Getman, who is also a senior vice president at Eastern Maine Healthcare Systems, regards TAMC's affiliation with EMHS's Pioneer Accountable Care Organization as a critical step in her hospital's transformation. As one of the first 32 Pioneer ACOs set up across the United States by the Centers for Medicare and Medicaid Services in December 2011, EMHS's five-year pilot program is shifting from a fee-for-service model of payment to a model that will reward health care providers for keeping their Medicare patients healthy. Instead of passively waiting to treat their patients' illnesses — and having a fee structure in which more visits, tests and procedures equals more revenue — the Pioneer ACO model encourages a proactive approach coordinated among providers, patients and their families.

Getman says EMHS's Pioneer ACO program (now called Beacon Health) recently learned it is the sixth highest performer of the original 32 Pioneer pilot ACOs created almost two years ago.

“I'm from Missouri, the 'Show Me' state,” Getman says. “I can authentically say this is working [to achieve the triple goals of highest quality care and satisfied patients at the lowest cost.]”

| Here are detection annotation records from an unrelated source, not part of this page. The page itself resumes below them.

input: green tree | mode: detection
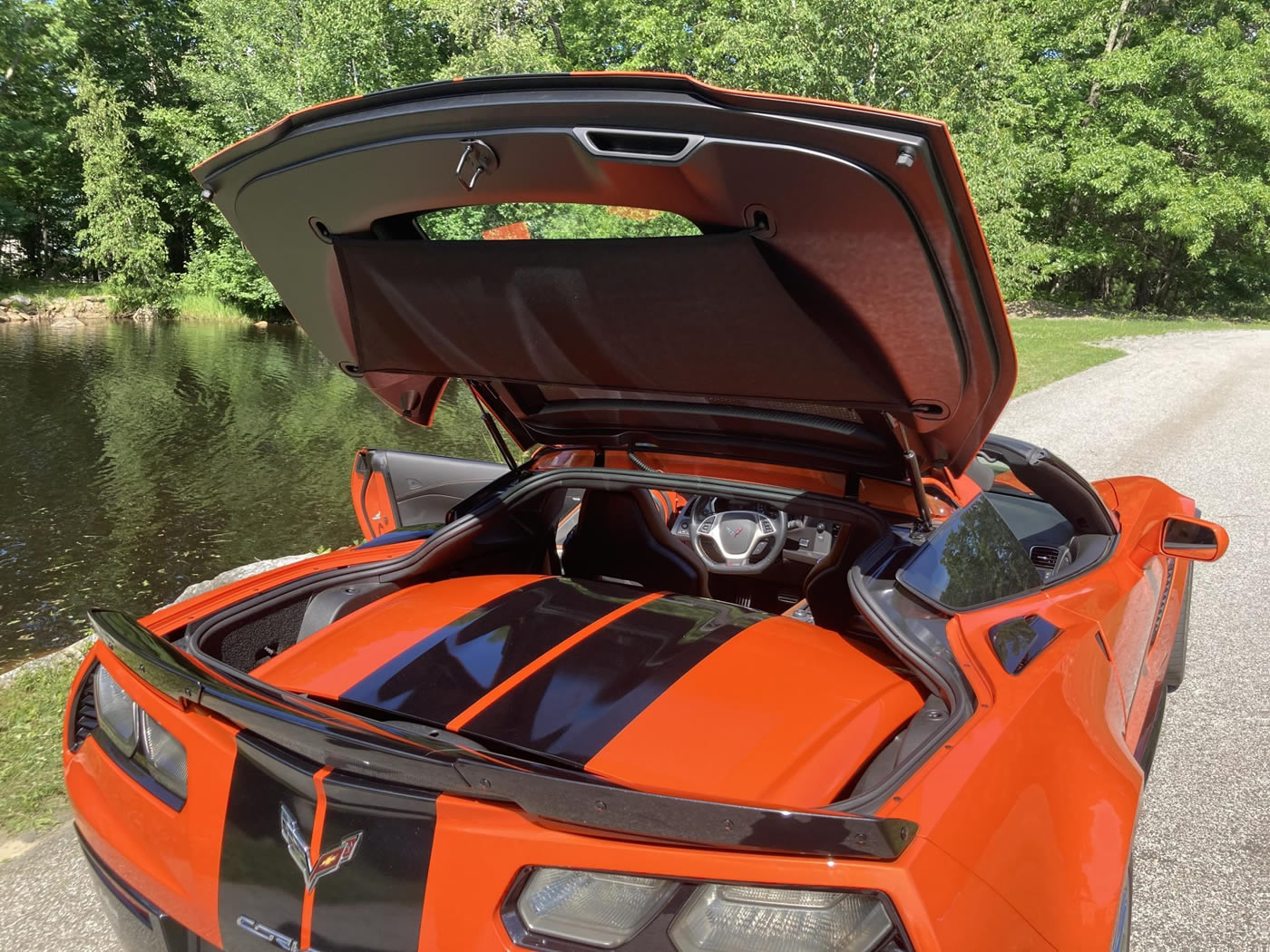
[0,0,80,276]
[1015,0,1270,311]
[70,64,171,310]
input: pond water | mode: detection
[0,323,494,670]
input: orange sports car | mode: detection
[64,73,1226,952]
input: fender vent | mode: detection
[1028,546,1058,572]
[70,665,96,750]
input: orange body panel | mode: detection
[587,618,922,809]
[419,796,1051,952]
[253,575,539,697]
[63,644,238,946]
[349,466,397,539]
[64,73,1225,952]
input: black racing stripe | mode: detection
[310,774,437,952]
[220,736,318,952]
[343,578,638,724]
[464,596,768,765]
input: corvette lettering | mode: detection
[280,806,362,892]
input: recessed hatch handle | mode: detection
[454,139,498,191]
[572,126,705,162]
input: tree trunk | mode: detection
[1080,0,1133,119]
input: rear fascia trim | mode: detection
[89,609,917,860]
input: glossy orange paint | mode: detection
[64,477,1194,952]
[63,642,238,947]
[251,575,543,697]
[864,477,1185,949]
[587,618,922,809]
[419,796,1051,952]
[299,767,331,949]
[349,450,400,540]
[72,74,1219,952]
[445,591,661,731]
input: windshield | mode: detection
[895,494,1041,610]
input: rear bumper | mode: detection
[75,828,219,952]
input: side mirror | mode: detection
[1159,515,1231,562]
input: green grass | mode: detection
[1010,317,1270,396]
[0,280,105,306]
[172,295,257,323]
[0,655,80,832]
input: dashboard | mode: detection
[672,496,842,566]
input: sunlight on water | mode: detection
[0,323,493,670]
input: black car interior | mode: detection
[560,489,710,597]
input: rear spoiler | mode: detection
[88,608,917,860]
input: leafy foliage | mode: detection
[0,0,1270,311]
[70,66,171,310]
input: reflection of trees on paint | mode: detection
[419,202,701,241]
[940,499,1040,608]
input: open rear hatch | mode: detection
[194,73,1015,471]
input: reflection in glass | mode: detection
[898,494,1040,608]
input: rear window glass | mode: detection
[896,494,1041,609]
[415,202,701,241]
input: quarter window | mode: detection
[895,492,1041,610]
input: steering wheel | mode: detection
[689,500,786,575]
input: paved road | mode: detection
[997,331,1270,952]
[0,331,1270,952]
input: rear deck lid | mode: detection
[194,73,1015,471]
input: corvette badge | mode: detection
[282,806,362,892]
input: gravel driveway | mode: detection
[0,331,1270,952]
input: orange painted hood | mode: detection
[254,577,922,807]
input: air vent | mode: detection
[71,666,96,750]
[1028,546,1058,571]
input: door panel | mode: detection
[352,450,507,539]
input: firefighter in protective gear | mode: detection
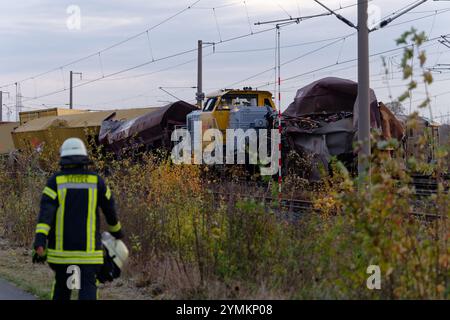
[33,138,123,300]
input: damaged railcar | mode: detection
[99,101,197,156]
[283,77,403,180]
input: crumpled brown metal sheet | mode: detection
[283,77,381,128]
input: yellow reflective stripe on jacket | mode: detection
[105,187,111,200]
[47,249,103,264]
[47,257,103,264]
[86,188,97,252]
[36,223,50,236]
[47,248,103,258]
[108,222,122,232]
[55,189,67,250]
[56,174,98,184]
[42,187,57,200]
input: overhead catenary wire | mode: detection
[5,27,275,106]
[0,0,202,88]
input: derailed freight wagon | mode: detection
[11,108,151,157]
[99,101,197,156]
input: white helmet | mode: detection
[60,138,87,157]
[102,231,129,270]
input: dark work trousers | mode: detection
[49,263,101,300]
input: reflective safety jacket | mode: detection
[34,167,122,264]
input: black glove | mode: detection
[32,249,47,263]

It's been a busy three years, and Getman is pleased the efforts she and her TAMC team have been making are being recognized. Locally, the hospital system was named Business of Year by Central Aroostook Chamber of Commerce in 2012. It was one of only four hospitals in Maine designated by the Joint Commission in 2012 as a top performer in key quality measures; it also received an “A” hospital safety score last November from The Leapfrog Group. In May it received two honors from Avatar Solutions, a survey, data measurement, and performance improvement company and in September, TAMC was named one of the top 25 “most wired” rural hospitals in the 15th annual Hospitals & Health Networks survey.

More than awards or outside recognition, Getman says it's the small moments that remind her why she's in health care, like the nurse who declined being relieved after hours of comforting a crying baby. “He's more comfortable with me,” the nurse told Getman.

“If you have good people and if they understand the importance of what they're doing, that for me is a great 'swoosh' moment,” she says. “I see moments like that every day and it reminds me, every day, what we're trying to do here. Every day I clearly know what my purpose is — and that's a gift.”